しばしの沈黙の後、グスタフは黙って立ち上がり背を向けて基地へと戻ろうとする。
「ここにいても碌な事にならんぞ。さっさと帰った方が良い」
それだけ言うと今度こそ建物の中に消えていった。
「‥‥やはりか」
恭也の呟きは凪いだ海のような雪原に消えていった。
「ここも誰もいないか‥‥」
無断でドアを開けて部屋に侵入するが部屋には誰もいない。
「うへぇ、なんか埃っぽいね」
レインと封は二人で基地の中を探索するが未だにグスタフ以外の人間と会えずじまいだった。
「まるで心霊スポットの探検でもしてる気分だなぁ」
今の状況ではレインの言う事もあながち冗談には聞こえない。誰一人いない建物で暮らす独りの老人などいい噂話のネタになりそうだ。
「‥‥本当にそうかもな」
「はぁ?」
「最初は誰か他の奴に話しを聞ければと思ったが‥‥」
誰とも会わない事、その状況が撤退しない理由であり証拠であるように思えた。
「人がいた形跡があったのは医務室だがあれは爺さんの物だろうな」
「何でそう思うのかなぁ?」
「爺さんが能力者である以上、エミタの影響からは逃れられん。整備なしに何ヶ月も居るわけにもいかんさ」
「あ〜、なるほどねぇ」
封は医者としての経験から現在の状況を分析していった。
「だけど、流れに逆らってまで何してるんだろうねぇ?」
「‥‥忘れられない事が、あるのかも知れん」
「忘れられないことねぇ‥‥おっ、写真発見!」
机の上に倒れていた写真立てを手にとって見るとそこに写っていたのは相変らず厳つい顔付きのグスタフや数十名の人々が鉄の巨人に群がっている写真だった。
「端の白衣を着ているのが本当の医務室の主だろうな」
「操縦服着てるのも居るな」
その一枚の写真が今の状況の全てを物語っているようだった。
「‥‥一度、食堂戻ってみんなと合流するか」
「そうだな‥‥」
レインの言葉に封も同じくグスタフに聞くのが早道だと思い部屋を後にする。
(‥‥捨て切れんものがあっても状況がそれを許さんか、難儀なものだ)
封は自身の喪失感をグスタフの持つモノと重ね合わせる。まるで闇から伸びる鎖に縛られる姿まで見えるような気分で。
●揺るがす者
全員で歩とアスカの作った料理を囲みながら能力者達は互いに得た情報を交換していた。
「なるほど、複座型なのに彼しかいないのは変だと思ったが‥‥」
安則がポツリともらす。思えば整備の時も一人きりだという事を考えれば多分、他の者は居ないという推測は正しいだろう。
「じゃあ、戻ってもらうよう言っても‥‥」
「戻らないだろうな」
歩の問いに戦場でこの手の人間を見て来た封が言い切る。
「ボクには理解できないなぁ」
嫌いではないが理解もし難い理由に天井を見上げながらレインが言う。
「そもそも、帰還する奴が居なかったて事か‥‥」
カーディナルも余程の理由はあるのだろうと思っていたがこの事実が表す事は重いと感じた。

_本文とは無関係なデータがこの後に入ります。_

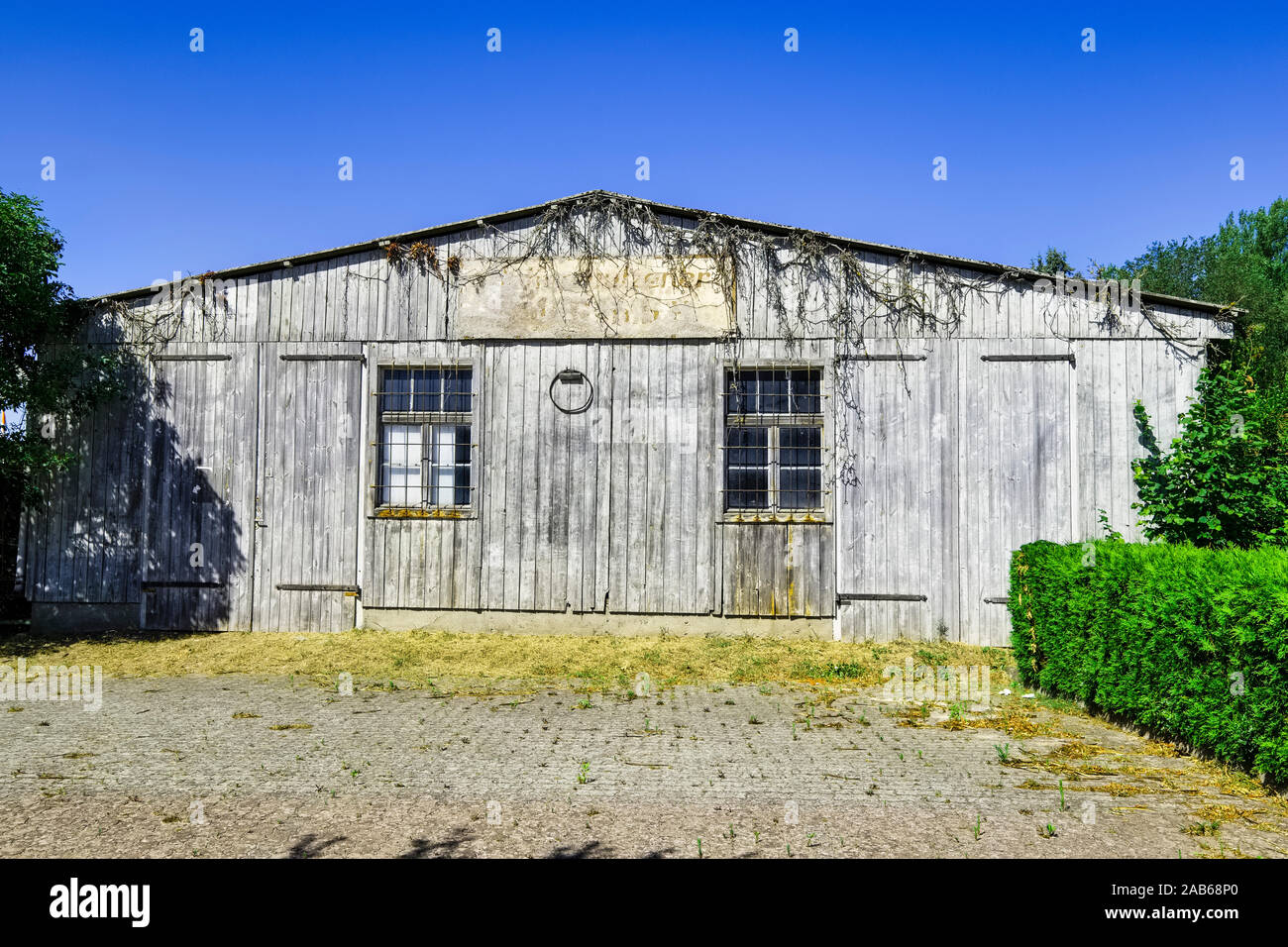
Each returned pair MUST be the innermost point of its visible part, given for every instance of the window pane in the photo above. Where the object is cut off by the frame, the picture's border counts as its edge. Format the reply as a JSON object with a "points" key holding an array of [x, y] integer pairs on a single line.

「仲間と一緒に手塩に掛けて来た機体だけに思い入れも強いだろうしね」
アルフもグスタフの心情を察するがあの性格と合わせると説得出来る気がしない。
「だからと言って強引な手には出たくないな」
恭也の発言には誰もが同意した。それに強硬な手段に出た所でグスタフが納得出来ない事も容易に予測できる。
そんな風に皆で頭を悩ましていると。
「まだおったのか」
「あっ、おじいちゃん」
「ふん、どいつもコイツも帰れと言うとるのに」
そう言いながら厨房の方へ行こうとするグスタフの前にアスカが立ちはだかる。
「何じゃ?」
「ねぇ、ちょっと一杯付き合ってくれないかしら♪」
「断る」
にべもなく断られるが他の者も引き下がらない。
「そう言わずにちょっとだけ付き合ってよぉ」
とレインがグスタフへ強引に席を勧める。
「えっと、ボルシチやピロシキ作ってみたんです。よければ」
と歩が料理を目の前に並べて行くとグスタフも黙った。
「‥‥‥‥」
「まっ、少し付き合ってやってくれ気持ちは察するが」
封も直接手は出さないが援護を飛ばす。
「ウォッカ以外にもスブロフとかもあるぜ。何する?」
カーディナルがアスカの用意していた酒とグラスを持って対面に座ると逃げるのを諦めたのかグスタフは力を抜いた。
「一つ良いか?」
これでちゃんと話が出来ると期待した傭兵達にグスタフが最初に言ったのは。
「ワシはドイツ人だぞ」
「「あ」」
それまで何故かロシアの料理や酒を用意してた全員が固まる。少しだけ食堂に冷たい風が吹いたような気がした。
「‥‥これがアンタの戻らない理由じゃないか?」
カーディナルが自分達の推測を伝えると観念したようにグスタフが口を開く。
「そこまで分かったか‥‥」
「ですから、一度帰還して下さい。お願いします」
安則が皆を代表して願い出るがそれでもグスタフは首を横に振って言う。
「まずは食え、後で案内したい所がある」
全員が無言の中でボルシチの入った皿とスプーンの打ち合う音だけが食堂に響いた。
夕日に照らされた雪の丘を能力者達が越えて行く。オレンジ色に染まる雪景色は美しいはずなのにどこか哀愁を誘う。
「着いたぞ」
丘を越えて辿り着いたのは冷たい風が吹き込まない丘陵の蔭だった。そして、そこには数十という数の廃材を組んだ十字架の列があった。
「これは‥‥」
「お墓‥‥」
アルフと歩の呟きに答えはないがグスタフの哀しみと悔しさの混ざった表情が仲間の墓だという事を認めていた。
「この中にあんたの家族が?」
「いや、だが、どいつも息子みたいなもんだった‥‥」
封は先程の誰もが嬉しそうに笑顔でいた写真を思い出しその喪失感の大きさを思う。
「やはり、トールを直そうとするのはそれで倒したい敵がいるからですか?」
「そうだ、そいつは‥‥!?」
安則が聞いた事にグスタフが答えようとすると彼の懐からけたたましい電子音が鳴り響く。それを聞きグスタフが基地の方向へ走り出す。
「ちょっ、おじいちゃん!?」
レインが呼びかけても止まらない。他の者も慌てて丘を登り始める。
「一体、何なのよ!?」
「さあ、でも良くない事が起きてそうだね!」
アスカとアルフが走りながら怒鳴る。
「なに‥‥あれ?」
「巨大な‥‥蛇か?」
先に丘を登りきった歩と恭也の目の入ったのは夕日に照らされた雪原に巻き起こる巨大な雪の波とその中に踊る途轍もなく巨大な怪物の姿だった。